Navigation: <-- Start Simple | Part Index | Main Index | Choosing and Aligning Metrics -->

Baselines and the Good-Enough Bar

Requires:

Motivation: In 🖝 Start Simple you saw that complexity must be earned: step up only when simpler models fall short. But fall short relative to what? Model development relies on two reference points that serve different purposes. First, the baseline floor: what a model that learned nothing at all would achieve. Second, there is a good-enough bar: the minimum performance the application actually requires. The first provides a development signal. The second is a deployment criterion.

In this nugget, you'll learn what a baseline is, how to construct one for both classification and regression, and how to use it to check whether a model has genuinely learned something. You'll also see that domain goals determine when a model is good enough.

Always Beat the Dummy Baseline First

A dummy baseline is the performance achievable by a model that uses no learned relationships between features and target. For classification and regression the standard choices are majority class and mean, respectively:

The dummy classifier predicts the majority class for every input. Its accuracy equals the proportion of the most frequent class in the training set.
The dummy regressor predicts the mean of the training targets for every input. Its mean squared error (=MSE) equals the variance of the training target.

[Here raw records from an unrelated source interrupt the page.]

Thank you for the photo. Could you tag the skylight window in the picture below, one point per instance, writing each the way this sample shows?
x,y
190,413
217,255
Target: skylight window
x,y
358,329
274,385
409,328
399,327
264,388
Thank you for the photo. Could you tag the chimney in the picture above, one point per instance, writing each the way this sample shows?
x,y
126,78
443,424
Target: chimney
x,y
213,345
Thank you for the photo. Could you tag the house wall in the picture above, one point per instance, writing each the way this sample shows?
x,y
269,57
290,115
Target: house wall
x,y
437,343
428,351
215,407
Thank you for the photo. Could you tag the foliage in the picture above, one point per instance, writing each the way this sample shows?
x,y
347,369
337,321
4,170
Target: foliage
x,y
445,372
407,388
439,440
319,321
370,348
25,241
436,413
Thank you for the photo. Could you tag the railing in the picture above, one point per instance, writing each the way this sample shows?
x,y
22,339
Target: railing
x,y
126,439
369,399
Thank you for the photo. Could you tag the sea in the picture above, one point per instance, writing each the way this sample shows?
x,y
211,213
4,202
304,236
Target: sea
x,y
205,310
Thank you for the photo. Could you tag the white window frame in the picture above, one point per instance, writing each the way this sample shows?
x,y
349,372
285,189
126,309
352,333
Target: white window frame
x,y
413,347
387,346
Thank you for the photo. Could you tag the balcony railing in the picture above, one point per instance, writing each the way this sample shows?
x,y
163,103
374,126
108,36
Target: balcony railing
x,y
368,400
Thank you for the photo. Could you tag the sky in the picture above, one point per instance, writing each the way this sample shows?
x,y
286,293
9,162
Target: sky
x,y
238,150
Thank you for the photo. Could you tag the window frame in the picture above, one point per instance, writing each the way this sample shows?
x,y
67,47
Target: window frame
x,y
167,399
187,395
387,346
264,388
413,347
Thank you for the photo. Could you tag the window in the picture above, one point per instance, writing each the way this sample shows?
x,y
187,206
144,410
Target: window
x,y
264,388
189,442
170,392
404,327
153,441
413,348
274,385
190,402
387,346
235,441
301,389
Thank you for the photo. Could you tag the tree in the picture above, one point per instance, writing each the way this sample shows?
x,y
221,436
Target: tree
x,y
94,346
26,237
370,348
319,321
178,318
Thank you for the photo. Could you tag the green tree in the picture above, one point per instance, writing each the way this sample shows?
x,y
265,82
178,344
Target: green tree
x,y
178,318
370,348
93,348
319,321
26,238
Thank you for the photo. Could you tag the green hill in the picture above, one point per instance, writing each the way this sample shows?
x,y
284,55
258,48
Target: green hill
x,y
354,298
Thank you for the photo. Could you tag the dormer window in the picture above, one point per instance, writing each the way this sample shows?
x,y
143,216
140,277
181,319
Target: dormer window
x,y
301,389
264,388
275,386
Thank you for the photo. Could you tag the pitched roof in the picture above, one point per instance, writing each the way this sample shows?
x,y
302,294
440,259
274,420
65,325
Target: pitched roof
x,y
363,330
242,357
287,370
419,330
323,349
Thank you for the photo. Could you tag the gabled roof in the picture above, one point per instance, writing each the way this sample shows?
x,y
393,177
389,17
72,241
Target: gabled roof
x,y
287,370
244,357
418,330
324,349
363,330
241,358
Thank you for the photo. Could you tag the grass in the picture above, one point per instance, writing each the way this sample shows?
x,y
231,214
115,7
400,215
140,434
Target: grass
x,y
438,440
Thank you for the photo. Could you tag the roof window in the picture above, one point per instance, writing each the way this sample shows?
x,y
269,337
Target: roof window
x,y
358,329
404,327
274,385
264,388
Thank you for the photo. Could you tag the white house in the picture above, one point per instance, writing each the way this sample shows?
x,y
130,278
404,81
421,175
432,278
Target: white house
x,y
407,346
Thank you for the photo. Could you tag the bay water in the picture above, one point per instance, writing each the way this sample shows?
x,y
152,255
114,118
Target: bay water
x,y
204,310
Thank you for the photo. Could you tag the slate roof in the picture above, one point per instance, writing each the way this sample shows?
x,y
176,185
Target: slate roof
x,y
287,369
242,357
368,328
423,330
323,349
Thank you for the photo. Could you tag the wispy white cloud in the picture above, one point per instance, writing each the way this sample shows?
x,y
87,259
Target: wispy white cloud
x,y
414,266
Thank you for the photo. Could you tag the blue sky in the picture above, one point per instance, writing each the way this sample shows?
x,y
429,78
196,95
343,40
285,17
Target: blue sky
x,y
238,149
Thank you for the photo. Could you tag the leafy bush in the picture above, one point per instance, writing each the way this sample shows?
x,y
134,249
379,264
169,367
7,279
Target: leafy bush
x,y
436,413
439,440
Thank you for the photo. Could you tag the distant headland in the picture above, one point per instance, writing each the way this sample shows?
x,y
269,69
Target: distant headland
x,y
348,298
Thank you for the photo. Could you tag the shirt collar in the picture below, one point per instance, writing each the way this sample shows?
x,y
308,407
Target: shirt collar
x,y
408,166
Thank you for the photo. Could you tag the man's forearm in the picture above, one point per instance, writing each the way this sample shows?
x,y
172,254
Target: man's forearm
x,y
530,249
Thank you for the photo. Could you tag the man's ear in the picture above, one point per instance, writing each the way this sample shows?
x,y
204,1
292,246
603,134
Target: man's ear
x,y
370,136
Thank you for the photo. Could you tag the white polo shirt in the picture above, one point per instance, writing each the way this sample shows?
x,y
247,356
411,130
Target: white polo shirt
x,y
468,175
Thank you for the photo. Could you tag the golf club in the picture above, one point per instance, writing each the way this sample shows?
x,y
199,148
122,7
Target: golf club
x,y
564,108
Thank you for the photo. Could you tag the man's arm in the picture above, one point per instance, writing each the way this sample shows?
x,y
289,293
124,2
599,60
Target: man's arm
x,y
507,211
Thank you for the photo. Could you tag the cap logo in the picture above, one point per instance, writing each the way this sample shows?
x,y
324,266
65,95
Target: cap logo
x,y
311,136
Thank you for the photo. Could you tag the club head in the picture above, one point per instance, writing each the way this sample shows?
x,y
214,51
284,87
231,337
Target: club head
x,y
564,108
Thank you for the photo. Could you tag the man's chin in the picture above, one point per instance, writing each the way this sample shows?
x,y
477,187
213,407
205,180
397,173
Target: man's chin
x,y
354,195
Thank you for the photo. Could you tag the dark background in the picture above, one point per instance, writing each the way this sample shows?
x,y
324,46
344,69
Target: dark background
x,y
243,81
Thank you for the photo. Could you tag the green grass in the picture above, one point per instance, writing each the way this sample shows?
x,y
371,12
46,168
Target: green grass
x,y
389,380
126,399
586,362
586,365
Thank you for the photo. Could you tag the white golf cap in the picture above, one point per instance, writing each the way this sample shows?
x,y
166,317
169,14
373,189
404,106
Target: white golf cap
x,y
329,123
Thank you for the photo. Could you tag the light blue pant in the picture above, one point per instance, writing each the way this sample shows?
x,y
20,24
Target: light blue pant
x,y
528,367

There are variations of these baselines, like using a median or adjusting to a particular domain (like using seasonal means). But in general, that's it. Simple.

Implementation-wise sklearn provides DummyClassifier and DummyRegressor. Fit them on the training data, score them on the held-out data, report them.

Tip: Always include the baseline score when reporting model results.

A relative performance difference as in "Our model achieves 88% accuracy, compared to 85% from the majority-class baseline" tells you what the model actually learned.

What a Baseline Reveals

A model that barely beats the dummy baseline is usually not a candidate for hyperparameter tuning. It rather calls for investigation. Potential causes for a weak model relative to the baseline are:

The features do not carry signal about the target. More features or better data may be needed.
Data quality problems. The target or features may be measured inconsistently or contain systematic errors. Noisy labels give a hard limit to what patterns a model can learn, regardless of complexity.
Issues with problem definition. The prediction task may need to be adjusted. Perhaps the target variable is not well-defined for what the system actually needs to do.

Checking the baseline is therefore a cheap diagnostic step at the beginning of the modeling process. It also aligns with 🖝 Start Simple.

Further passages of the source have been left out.